DanHong injection dose-dependently varies amino acid metabolites and metabolic pathways in the treatment of rats with cerebral ischemia

Zhi-li Guo 1,2, Yan Zhu 1,3,4, Xiao-tao Su 4, Jun Liu 1, Qian-xu Yang 5, Jing-yi Nan 4, Bu-chang Zhao 4, Ying-ying Zhang 1, Ya-nan Yu 1, Bing Li 1, Hong-bin Xiao 5,*, Zhong Wang 1,*
PMCID: PMC4594181  PMID: 25937632

Abstract

Aim:

To determine how the relative amino acid contents and metabolic pathways regulate the pharmacological phenotypes in rats with cerebral ischemia after treatment with varying doses of DanHong injection (DHI).

Methods:

Adult male rats underwent middle cerebral artery occlusion (MCAO), and were injected with DHI (DH-1: 1 mL/kg; DH-2: 2.5 mL/kg; DH-3: 5 mL/kg, and DH-4: 10 mL/kg, iv) daily for 3 d. The neurological deficit score, body weights and infarct volume were assessed. Serum levels of 20 free amino acids were determined using HPLC, and the values were transformed through the quantitative analysis of the amino acids in the serum metabolic spectrum. Multivariate statistical analysis methods (PCA and PLS-DA) and web-based metabolomics tools (MetPa and MetaboAnalyst) were used to analyze the biological data sets for the amino acids.

Results:

Administration of DHI dose-dependently decreased cerebral infarct volume, and ameliorated neurological deficits. A total of 5, 6, 7 and 7 non-overlapping metabolites were identified in the DH-1, DH-2, DH-3, and DH-4 groups, respectively. Eight metabolites were shared between the DHI groups and the vehicle group. In addition, the serum levels of glutamic acid, aspartic acid and serine increased with increasing DHI dose. A total of 3, 2, 2 and 5 non-overlapping metabolic pathways were identified in the DH-1, DH-2, DH-3 and DH-4 groups, respectively, and glycine, serine, threonine and histidine metabolism were identified as overlapping pathways among the 4 dose groups.

Conclusion:

Overlapping and non-overlapping amino acid metabolites and metabolic pathways are associated with the dose-dependent neuroprotective effect of DHI.

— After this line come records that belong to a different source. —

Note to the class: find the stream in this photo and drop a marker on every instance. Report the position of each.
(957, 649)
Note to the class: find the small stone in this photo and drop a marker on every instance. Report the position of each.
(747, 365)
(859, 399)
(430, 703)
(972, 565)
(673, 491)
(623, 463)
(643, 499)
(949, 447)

Keywords: DanHong injection, traditional Chinese medicine, cerebral ischemia, amino acid metabolomics, metabolic pathways

Introduction

DanHong injection (DHI), a Chinese Materia Medica standardized product extracted from Radix Salviae miltiorrhizae and Flos Carthami tinctorii, has been effective for the treatment of cerebral ischemia and other cardiovascular diseases in China for several years1. The main bioactive constituents of DHI are salvianic acid A and B, protocatechuic aldehyde and rosmarinic acid (Figure S1). Previous studies have shown that DHI exhibited diverse pharmacological effects, including protection against vascular endothelium injury2,3, improvements in atherosclerosis and microcirculation4, and neuroprotective effects5. It has also been suggested that DHI might have a dose-dependent protective effect on promoting angiogenesis and mesenteric microcirculation in acute hypoxia6,7. In addition, an experimental study indicated that DHI had a concentration-response relationship in promoting angiogenesis potentially via the increased expression of vascular endothelial growth factor (VEGF)8. However, concentration-response studies on DHI in the treatment of cerebral ischemia are lacking.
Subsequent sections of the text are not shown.